Sebelum membuat kesepakatan dengan kelompok ini, aku telah memeriksa latar belakang mereka. "Swiftmane Pack memiliki hubungan yang tidak baik dengan kelompok lain dan sangat menentang Raja Alpha dan Dewan Werewolf. Jika Alpha Jason memang memiliki hubungan dengan orang-orang ini, kemungkinan besar Raja Alpha tidak tahu apa yang terjadi di sini.
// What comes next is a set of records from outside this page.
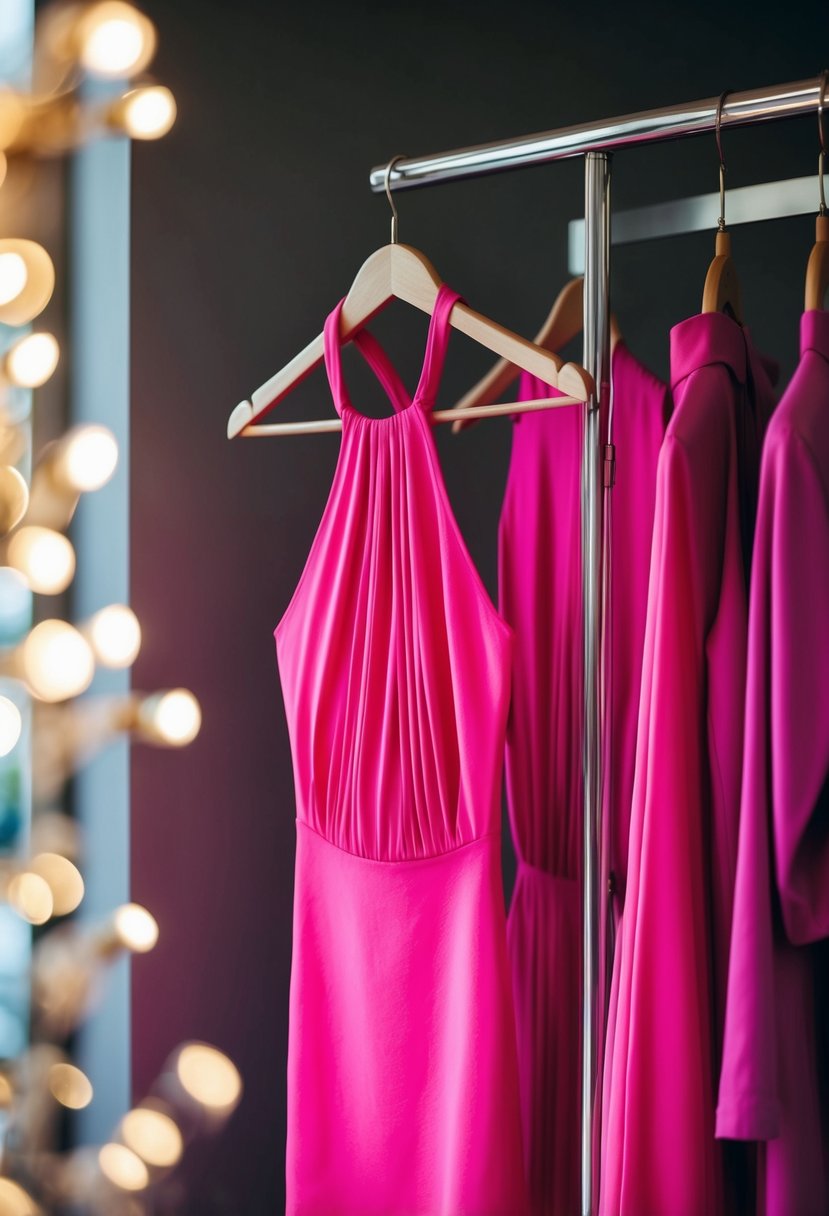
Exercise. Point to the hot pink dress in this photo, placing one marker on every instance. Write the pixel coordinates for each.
(540, 590)
(667, 1002)
(402, 1086)
(774, 1084)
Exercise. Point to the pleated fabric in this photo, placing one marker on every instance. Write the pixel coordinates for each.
(540, 595)
(395, 668)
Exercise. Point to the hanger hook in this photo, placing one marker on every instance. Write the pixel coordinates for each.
(401, 156)
(822, 133)
(721, 221)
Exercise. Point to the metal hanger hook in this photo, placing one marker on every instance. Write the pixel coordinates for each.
(721, 221)
(822, 134)
(401, 156)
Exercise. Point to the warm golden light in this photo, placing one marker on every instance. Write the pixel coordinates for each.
(13, 497)
(15, 1202)
(174, 718)
(69, 1086)
(11, 117)
(123, 1167)
(30, 896)
(116, 636)
(153, 1136)
(63, 878)
(11, 725)
(27, 280)
(209, 1076)
(44, 557)
(86, 459)
(136, 928)
(116, 39)
(13, 276)
(32, 360)
(56, 660)
(145, 113)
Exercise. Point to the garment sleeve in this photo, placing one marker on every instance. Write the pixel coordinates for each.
(783, 838)
(748, 1107)
(659, 1130)
(799, 755)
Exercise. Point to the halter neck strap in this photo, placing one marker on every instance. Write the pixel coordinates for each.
(381, 364)
(374, 356)
(435, 348)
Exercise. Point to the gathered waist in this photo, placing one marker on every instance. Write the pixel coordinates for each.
(490, 840)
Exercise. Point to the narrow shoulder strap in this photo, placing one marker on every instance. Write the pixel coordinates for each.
(374, 356)
(333, 361)
(435, 347)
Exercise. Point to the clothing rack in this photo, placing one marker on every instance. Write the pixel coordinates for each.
(596, 141)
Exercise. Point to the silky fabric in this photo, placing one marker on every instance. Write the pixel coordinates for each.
(773, 1084)
(670, 969)
(402, 1085)
(540, 596)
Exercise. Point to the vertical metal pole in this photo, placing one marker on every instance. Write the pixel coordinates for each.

Juga, tempat ini jauh dan terisolasi dari kelompok lain."

Sara memandangku dengan campuran kekaguman dan ketakutan. "Bagaimana kamu bisa mengetahui semua ini?"

Aku mengedipkan mata kepadanya dengan bercanda. "Aku punya cara. Kalau kita bertemu lagi, aku akan memberitahumu."

Sara mengangguk dan terdiam sejenak. "Aku... aku tidak yakin bisa melewati hutan ini, jadi aku pikir lebih baik jika aku menunggumu di sarang mereka. Jika mereka mengurungku di sel, aku akan menunggumu di sana."

Kemungkinan besar dia tidak akan selamat jika tetap bersama para pria itu daripada jika aku meninggalkannya di hutan. Austin dan anak buahnya, anggota MadCrest Pride, menggunakan para pengembara dan manusia serigala sebagai subjek percobaan genetik. Sara tidak akan dikecualikan dari nasib itu.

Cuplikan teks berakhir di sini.